A) La ricorrente lamenta che il progetto di Conscoop sia difforme dal progetto preliminare posto a base di gara.
La censura è priva di pregio.
Nella procedura dell’appalto concorso, qual è quella di cui si discute, il progetto posto in gara contiene indicazioni di massima che lasciano alle concorrenti ampia libertà nell’individuazione delle soluzioni tecnico – economiche da proporre alla stazione appaltante. In via generale, i concorrenti nell’appalto concorso possono proporre soluzioni migliorative rispetto a quanto previsto dal bando di gara sotto il profilo tecnico – progettuale venendo a godere di una maggiore autonomia nell’individuazione dell’oggetto di gara (Cons.

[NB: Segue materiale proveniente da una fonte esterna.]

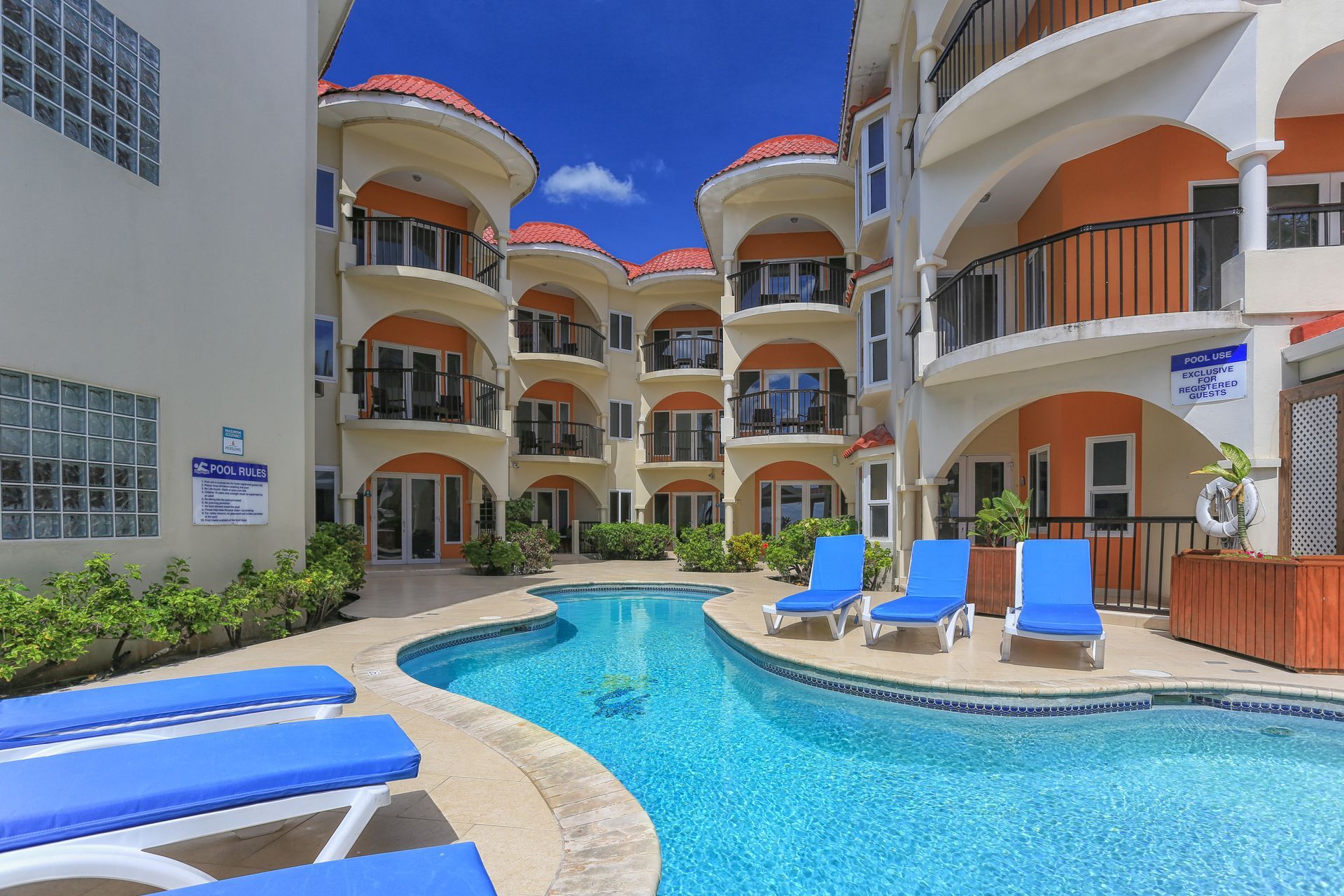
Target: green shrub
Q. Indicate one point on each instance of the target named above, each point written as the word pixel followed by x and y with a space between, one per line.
pixel 743 551
pixel 631 540
pixel 790 554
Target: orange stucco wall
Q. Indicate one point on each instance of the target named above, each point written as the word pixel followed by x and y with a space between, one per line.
pixel 815 244
pixel 401 203
pixel 433 465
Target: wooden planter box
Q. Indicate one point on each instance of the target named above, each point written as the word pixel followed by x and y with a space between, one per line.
pixel 1282 610
pixel 991 580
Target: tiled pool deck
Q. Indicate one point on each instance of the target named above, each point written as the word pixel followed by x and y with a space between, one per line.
pixel 546 816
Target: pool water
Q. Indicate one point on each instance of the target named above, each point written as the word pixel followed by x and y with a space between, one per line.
pixel 760 785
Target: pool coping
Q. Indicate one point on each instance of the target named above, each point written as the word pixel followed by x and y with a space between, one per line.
pixel 610 844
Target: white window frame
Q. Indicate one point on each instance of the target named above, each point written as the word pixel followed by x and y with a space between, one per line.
pixel 335 175
pixel 615 336
pixel 335 472
pixel 870 342
pixel 872 168
pixel 1089 489
pixel 615 430
pixel 335 323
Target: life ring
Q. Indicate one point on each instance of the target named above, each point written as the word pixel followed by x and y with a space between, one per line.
pixel 1218 498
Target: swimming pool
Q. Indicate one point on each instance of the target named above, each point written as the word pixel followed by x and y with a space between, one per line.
pixel 765 786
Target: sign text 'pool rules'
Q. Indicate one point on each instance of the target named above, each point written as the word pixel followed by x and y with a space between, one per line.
pixel 229 492
pixel 1209 375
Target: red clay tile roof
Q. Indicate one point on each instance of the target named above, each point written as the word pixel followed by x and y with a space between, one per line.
pixel 1316 328
pixel 875 437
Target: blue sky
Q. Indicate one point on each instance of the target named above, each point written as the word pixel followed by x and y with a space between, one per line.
pixel 657 93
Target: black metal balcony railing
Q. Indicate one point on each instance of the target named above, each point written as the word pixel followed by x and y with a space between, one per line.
pixel 403 394
pixel 1306 226
pixel 559 337
pixel 559 438
pixel 1114 269
pixel 790 281
pixel 422 244
pixel 670 447
pixel 683 354
pixel 804 412
pixel 1130 554
pixel 993 30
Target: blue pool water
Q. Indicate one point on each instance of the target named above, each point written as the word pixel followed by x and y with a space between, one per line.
pixel 758 785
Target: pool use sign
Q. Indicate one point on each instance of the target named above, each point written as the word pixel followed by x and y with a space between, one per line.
pixel 1209 375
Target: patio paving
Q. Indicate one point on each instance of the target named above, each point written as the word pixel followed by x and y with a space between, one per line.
pixel 468 790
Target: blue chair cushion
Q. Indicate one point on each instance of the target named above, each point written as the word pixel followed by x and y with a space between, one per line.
pixel 818 601
pixel 54 798
pixel 69 715
pixel 448 871
pixel 1059 618
pixel 913 609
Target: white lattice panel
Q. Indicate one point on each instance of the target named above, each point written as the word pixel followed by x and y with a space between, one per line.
pixel 1315 475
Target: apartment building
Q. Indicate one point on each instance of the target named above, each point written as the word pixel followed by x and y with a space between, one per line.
pixel 158 274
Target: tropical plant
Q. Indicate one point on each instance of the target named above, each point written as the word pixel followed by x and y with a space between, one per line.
pixel 1238 476
pixel 1004 519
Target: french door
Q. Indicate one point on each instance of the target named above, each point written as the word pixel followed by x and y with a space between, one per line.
pixel 406 517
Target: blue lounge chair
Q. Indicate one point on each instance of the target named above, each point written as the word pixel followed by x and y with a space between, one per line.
pixel 97 813
pixel 1053 597
pixel 936 594
pixel 836 584
pixel 444 871
pixel 88 718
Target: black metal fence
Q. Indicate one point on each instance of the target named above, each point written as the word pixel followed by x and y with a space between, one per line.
pixel 993 30
pixel 1130 554
pixel 405 394
pixel 790 412
pixel 559 438
pixel 422 244
pixel 804 280
pixel 559 337
pixel 1113 269
pixel 683 354
pixel 682 445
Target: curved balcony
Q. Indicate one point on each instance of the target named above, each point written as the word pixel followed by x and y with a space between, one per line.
pixel 802 415
pixel 428 257
pixel 1089 292
pixel 559 441
pixel 806 289
pixel 683 356
pixel 683 448
pixel 417 399
pixel 559 342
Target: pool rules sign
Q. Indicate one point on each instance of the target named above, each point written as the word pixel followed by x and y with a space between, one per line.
pixel 1209 375
pixel 229 492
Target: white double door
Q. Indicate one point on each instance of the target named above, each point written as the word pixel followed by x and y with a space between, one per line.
pixel 406 517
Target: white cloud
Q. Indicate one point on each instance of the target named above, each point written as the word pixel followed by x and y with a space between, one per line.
pixel 590 182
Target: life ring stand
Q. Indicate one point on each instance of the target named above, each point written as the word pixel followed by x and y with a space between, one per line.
pixel 1219 495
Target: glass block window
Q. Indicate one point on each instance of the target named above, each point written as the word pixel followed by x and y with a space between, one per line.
pixel 85 73
pixel 77 461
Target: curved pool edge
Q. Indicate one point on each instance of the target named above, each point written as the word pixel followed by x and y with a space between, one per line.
pixel 1042 697
pixel 610 844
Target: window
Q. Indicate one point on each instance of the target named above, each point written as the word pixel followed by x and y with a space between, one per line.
pixel 875 167
pixel 76 461
pixel 622 421
pixel 324 348
pixel 620 505
pixel 85 73
pixel 876 354
pixel 324 484
pixel 1110 480
pixel 876 498
pixel 622 332
pixel 452 510
pixel 326 198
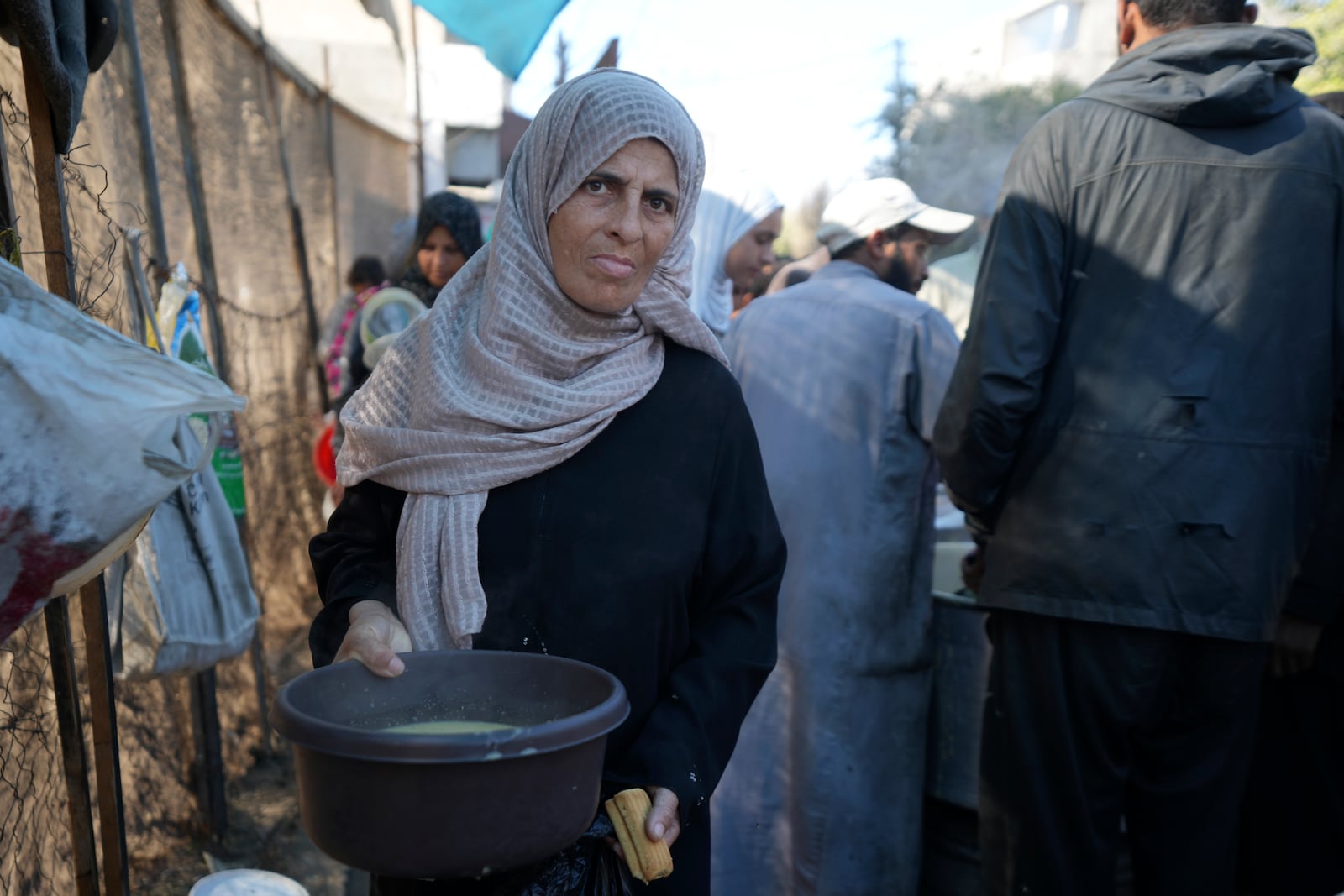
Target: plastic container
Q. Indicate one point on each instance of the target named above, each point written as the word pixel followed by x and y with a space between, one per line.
pixel 248 882
pixel 463 805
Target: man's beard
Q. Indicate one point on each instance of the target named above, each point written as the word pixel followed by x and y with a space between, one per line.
pixel 900 277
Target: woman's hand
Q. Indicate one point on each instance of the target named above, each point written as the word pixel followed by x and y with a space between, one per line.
pixel 375 637
pixel 663 821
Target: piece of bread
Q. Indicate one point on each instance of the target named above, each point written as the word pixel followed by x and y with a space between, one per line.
pixel 648 860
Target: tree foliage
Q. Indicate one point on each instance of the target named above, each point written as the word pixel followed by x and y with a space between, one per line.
pixel 953 144
pixel 1326 23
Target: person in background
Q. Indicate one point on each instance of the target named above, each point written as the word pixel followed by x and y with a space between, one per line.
pixel 843 376
pixel 365 278
pixel 1142 422
pixel 448 233
pixel 1294 813
pixel 799 271
pixel 952 281
pixel 734 234
pixel 557 459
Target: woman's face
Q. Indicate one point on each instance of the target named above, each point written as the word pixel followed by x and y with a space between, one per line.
pixel 754 251
pixel 611 233
pixel 440 257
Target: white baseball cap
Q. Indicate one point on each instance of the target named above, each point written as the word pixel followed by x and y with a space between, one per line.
pixel 882 203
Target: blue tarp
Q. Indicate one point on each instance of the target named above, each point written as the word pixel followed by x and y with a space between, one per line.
pixel 507 29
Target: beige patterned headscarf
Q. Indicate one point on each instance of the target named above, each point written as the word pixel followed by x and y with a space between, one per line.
pixel 507 376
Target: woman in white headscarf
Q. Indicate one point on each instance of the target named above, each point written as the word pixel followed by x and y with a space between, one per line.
pixel 736 228
pixel 555 458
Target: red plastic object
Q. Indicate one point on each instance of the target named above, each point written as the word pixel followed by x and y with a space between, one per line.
pixel 324 458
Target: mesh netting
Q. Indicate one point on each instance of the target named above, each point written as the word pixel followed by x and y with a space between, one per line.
pixel 265 328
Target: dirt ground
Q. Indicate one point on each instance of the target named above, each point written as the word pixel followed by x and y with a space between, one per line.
pixel 264 826
pixel 264 832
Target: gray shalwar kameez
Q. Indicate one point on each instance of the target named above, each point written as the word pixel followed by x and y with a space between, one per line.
pixel 843 376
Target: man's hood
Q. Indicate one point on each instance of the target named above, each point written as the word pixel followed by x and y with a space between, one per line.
pixel 1218 76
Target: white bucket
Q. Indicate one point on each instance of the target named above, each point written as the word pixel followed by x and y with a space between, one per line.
pixel 248 882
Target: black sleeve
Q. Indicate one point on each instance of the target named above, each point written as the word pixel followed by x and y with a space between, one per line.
pixel 355 559
pixel 998 382
pixel 690 734
pixel 1319 589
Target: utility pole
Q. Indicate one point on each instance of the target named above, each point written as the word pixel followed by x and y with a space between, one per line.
pixel 898 157
pixel 562 54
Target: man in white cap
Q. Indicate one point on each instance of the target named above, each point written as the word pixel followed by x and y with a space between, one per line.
pixel 843 376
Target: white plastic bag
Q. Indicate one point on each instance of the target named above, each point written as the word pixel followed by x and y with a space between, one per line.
pixel 181 600
pixel 87 419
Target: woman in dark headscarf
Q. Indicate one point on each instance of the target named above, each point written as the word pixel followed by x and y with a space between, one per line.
pixel 448 233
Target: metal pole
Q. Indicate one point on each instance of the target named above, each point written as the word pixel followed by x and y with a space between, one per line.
pixel 192 170
pixel 296 221
pixel 148 157
pixel 205 711
pixel 329 137
pixel 60 262
pixel 420 117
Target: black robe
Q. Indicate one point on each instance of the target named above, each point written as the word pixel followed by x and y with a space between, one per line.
pixel 654 553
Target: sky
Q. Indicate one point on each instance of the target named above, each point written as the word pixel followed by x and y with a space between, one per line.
pixel 788 90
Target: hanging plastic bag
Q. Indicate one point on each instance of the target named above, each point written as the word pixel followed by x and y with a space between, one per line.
pixel 179 322
pixel 181 598
pixel 91 419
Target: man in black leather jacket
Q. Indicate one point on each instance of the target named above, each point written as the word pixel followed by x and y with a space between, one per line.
pixel 1142 422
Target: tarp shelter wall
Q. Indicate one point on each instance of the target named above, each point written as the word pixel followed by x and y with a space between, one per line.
pixel 265 332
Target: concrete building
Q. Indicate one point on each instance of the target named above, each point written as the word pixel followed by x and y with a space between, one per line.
pixel 1068 39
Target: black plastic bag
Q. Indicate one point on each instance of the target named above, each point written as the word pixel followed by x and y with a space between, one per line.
pixel 588 868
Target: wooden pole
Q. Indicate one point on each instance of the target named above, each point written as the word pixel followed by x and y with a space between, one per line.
pixel 208 765
pixel 60 277
pixel 296 222
pixel 107 754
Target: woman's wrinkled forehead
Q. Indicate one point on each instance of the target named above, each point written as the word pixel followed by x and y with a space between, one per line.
pixel 606 110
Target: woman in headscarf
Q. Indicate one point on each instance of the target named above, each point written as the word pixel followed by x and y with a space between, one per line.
pixel 736 228
pixel 555 458
pixel 448 233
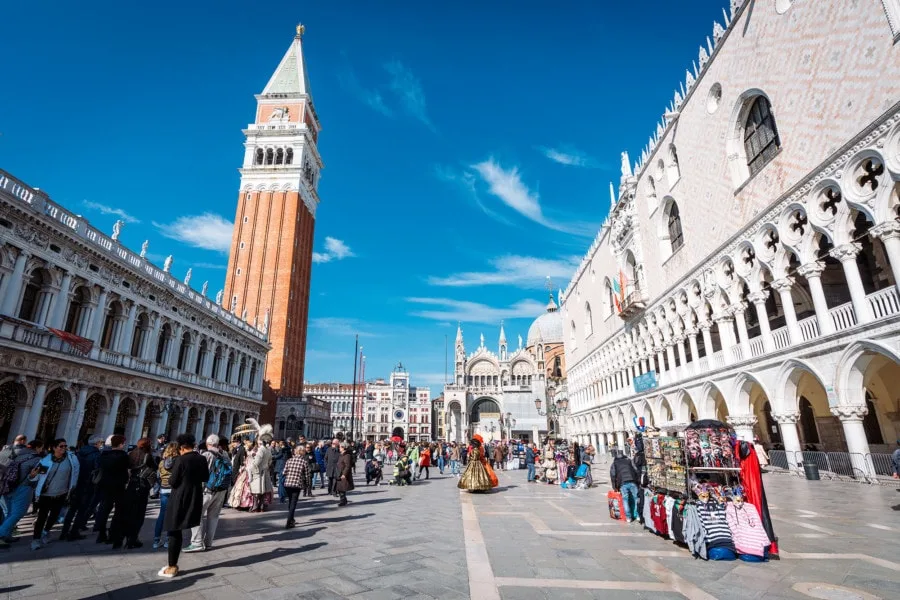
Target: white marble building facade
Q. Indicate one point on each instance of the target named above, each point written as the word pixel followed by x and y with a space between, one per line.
pixel 96 339
pixel 751 255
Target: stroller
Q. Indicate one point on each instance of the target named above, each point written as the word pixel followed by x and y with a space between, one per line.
pixel 373 472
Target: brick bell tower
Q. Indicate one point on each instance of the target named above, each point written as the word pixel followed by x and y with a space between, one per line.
pixel 269 267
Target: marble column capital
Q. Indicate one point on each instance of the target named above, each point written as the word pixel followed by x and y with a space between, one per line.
pixel 850 412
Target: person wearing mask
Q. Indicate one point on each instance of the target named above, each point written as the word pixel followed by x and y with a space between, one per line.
pixel 164 471
pixel 20 490
pixel 296 479
pixel 57 477
pixel 332 458
pixel 189 473
pixel 345 470
pixel 84 500
pixel 113 477
pixel 214 491
pixel 320 460
pixel 529 463
pixel 624 478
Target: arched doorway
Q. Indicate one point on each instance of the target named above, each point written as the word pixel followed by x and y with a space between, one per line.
pixel 95 406
pixel 485 419
pixel 12 399
pixel 54 404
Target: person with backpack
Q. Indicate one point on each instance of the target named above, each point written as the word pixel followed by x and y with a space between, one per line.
pixel 189 473
pixel 19 490
pixel 214 491
pixel 84 501
pixel 56 476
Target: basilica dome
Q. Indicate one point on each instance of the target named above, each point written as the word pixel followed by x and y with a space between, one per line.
pixel 547 328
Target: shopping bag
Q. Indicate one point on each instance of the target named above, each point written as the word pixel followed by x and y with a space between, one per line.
pixel 616 505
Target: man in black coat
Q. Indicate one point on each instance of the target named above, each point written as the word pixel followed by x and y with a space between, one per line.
pixel 332 470
pixel 189 472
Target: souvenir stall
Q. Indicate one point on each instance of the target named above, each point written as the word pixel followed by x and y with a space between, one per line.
pixel 704 490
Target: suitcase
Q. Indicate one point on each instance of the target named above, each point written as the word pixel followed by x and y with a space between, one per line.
pixel 616 505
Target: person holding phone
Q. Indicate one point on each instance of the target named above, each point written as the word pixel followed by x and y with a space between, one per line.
pixel 57 476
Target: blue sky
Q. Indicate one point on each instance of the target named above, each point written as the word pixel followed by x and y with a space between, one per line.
pixel 468 146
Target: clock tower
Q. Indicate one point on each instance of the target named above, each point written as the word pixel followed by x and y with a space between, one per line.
pixel 270 263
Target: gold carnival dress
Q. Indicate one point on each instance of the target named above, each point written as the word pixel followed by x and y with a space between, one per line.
pixel 475 478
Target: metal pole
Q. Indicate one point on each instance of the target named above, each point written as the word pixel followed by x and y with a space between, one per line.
pixel 353 392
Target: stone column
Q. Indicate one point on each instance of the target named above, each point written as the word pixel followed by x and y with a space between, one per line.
pixel 813 274
pixel 682 355
pixel 738 311
pixel 34 413
pixel 743 426
pixel 765 330
pixel 889 234
pixel 182 422
pixel 14 288
pixel 705 327
pixel 74 417
pixel 137 428
pixel 58 317
pixel 783 287
pixel 787 424
pixel 851 417
pixel 695 350
pixel 127 335
pixel 109 423
pixel 847 255
pixel 98 318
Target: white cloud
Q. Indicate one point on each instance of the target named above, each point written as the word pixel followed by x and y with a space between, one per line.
pixel 340 326
pixel 335 249
pixel 507 185
pixel 569 157
pixel 519 271
pixel 109 210
pixel 408 90
pixel 474 312
pixel 208 231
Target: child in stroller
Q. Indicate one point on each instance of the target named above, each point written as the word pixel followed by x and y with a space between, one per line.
pixel 373 472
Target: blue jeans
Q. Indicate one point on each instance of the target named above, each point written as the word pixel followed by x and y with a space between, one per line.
pixel 17 503
pixel 163 503
pixel 629 499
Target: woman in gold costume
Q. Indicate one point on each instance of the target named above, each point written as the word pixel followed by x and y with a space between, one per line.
pixel 477 477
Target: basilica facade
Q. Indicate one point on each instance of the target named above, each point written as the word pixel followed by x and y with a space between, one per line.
pixel 493 393
pixel 749 265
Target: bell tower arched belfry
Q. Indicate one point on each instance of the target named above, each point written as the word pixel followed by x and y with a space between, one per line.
pixel 270 264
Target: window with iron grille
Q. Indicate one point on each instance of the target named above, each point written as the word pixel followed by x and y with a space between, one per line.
pixel 761 141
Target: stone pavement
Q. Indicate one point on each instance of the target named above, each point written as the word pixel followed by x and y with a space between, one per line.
pixel 524 541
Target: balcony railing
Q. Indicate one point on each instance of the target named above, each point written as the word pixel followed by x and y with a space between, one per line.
pixel 46 342
pixel 884 303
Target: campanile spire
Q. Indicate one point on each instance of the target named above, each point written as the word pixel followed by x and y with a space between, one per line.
pixel 270 262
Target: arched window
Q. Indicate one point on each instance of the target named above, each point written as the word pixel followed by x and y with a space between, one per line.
pixel 588 320
pixel 761 141
pixel 676 237
pixel 610 299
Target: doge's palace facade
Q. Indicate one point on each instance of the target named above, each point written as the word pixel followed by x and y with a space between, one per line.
pixel 748 268
pixel 96 339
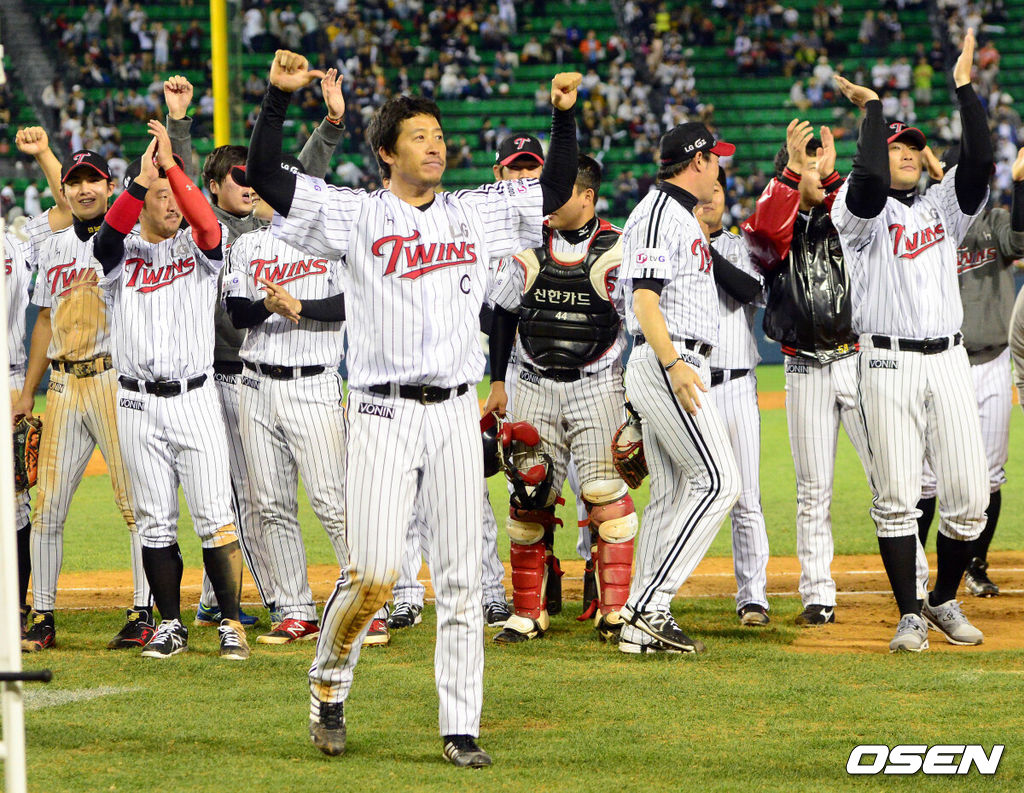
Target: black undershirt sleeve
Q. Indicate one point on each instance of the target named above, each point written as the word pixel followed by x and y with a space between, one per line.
pixel 503 330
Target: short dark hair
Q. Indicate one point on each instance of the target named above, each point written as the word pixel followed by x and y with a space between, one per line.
pixel 382 131
pixel 589 174
pixel 783 155
pixel 219 163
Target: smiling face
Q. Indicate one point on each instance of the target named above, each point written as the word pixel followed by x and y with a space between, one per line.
pixel 904 165
pixel 87 193
pixel 420 154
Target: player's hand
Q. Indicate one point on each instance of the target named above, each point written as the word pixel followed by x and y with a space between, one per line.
pixel 563 89
pixel 932 164
pixel 962 72
pixel 1017 171
pixel 331 86
pixel 797 135
pixel 279 300
pixel 32 140
pixel 177 95
pixel 498 400
pixel 290 71
pixel 686 384
pixel 165 155
pixel 858 94
pixel 826 153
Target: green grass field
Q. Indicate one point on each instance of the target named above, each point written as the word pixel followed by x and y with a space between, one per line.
pixel 565 713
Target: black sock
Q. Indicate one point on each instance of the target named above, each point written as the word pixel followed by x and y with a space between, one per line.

Stato, IV, 22 giugno 2006, n. 3887; 26 maggio 2006, n. 3190).
La possibilità di introdurre o adottare soluzioni tecniche migliorative, nonché varianti alle linee guida fornite dal capitolato di un appalto concorso risponde proprio all’esigenza di garantire la partecipazione del maggior numero di concorrenti consentendo di offrire soluzioni progettuali che non contemplano o contemplano in misura inferiore l’effettuazione di alcune opere.
Unico limite è nell’esigenza di non offrire un aliud rispetto a quanto richiesto dalla stazione appaltante.
In base a tali principi affermati dalla giurisprudenza univoca, vanno ritenute prive di pregio le censure che riguardano le difformità della proposta progettuale dell’aggiudicataria rispetto al progetto preliminare e, segnatamente, la dedotta violazione dei limiti plano volumetrici (motivo sub 1), l’omessa previsione della ristrutturazione di due ascensori (motivo sub 3), la differente previsione dell’impianto di telecontrollo della climatizzazione (motivi sub 5 e 6), il potenziamento delle cabine elettriche e lo spostamento del quadro elettrico (motivi sub 8 e 9), le modalità di realizzazione della centrale telefonica (motivo sub 12).
La natura non vincolante della progettazione preliminare e la possibilità per i concorrenti di proporre soluzioni alternative migliorative comporta l’ampia discrezionalità della Commissione di gara nell’esame e nella valutazione delle proposte.
Ne consegue la insindacabilità della scelta della commissione di gara sempre che la scelta delle soluzioni tecniche alternative non contrasti con i criteri fondamentali fissati nel bando e se la valutazione tecnica del progetto sia immune da vizi logici, vizi questi non sussistenti nel caso di specie.
Ne discende la infondatezza delle censure dedotte dalla ricorrente in ordine alla valutazione della commissione di gara, atteso che tale valutazione non risulta illogica o irragionevole.
B) Sostiene la ricorrente che né il bando, né la lettera di invito hanno indicato il metodo che la commissione avrebbe dovuto seguire per la determinazione dell’offerta economicamente più vantaggiosa e che i criteri motivazionali adottati dalla commissione di gara rappresenterebbero in realtà dei sottocriteri di valutazione, la cui individuazione appartiene al bando o alla lettera di invito e che comunque non poteva avvenire quando era già nota l’identità dei concorrenti e che non sarebbe possibile ricostruire l’iter logico seguito dalla commissione nell’attribuzione dei sub punteggi.
Gli assunti di parte ricorrente sono infondati.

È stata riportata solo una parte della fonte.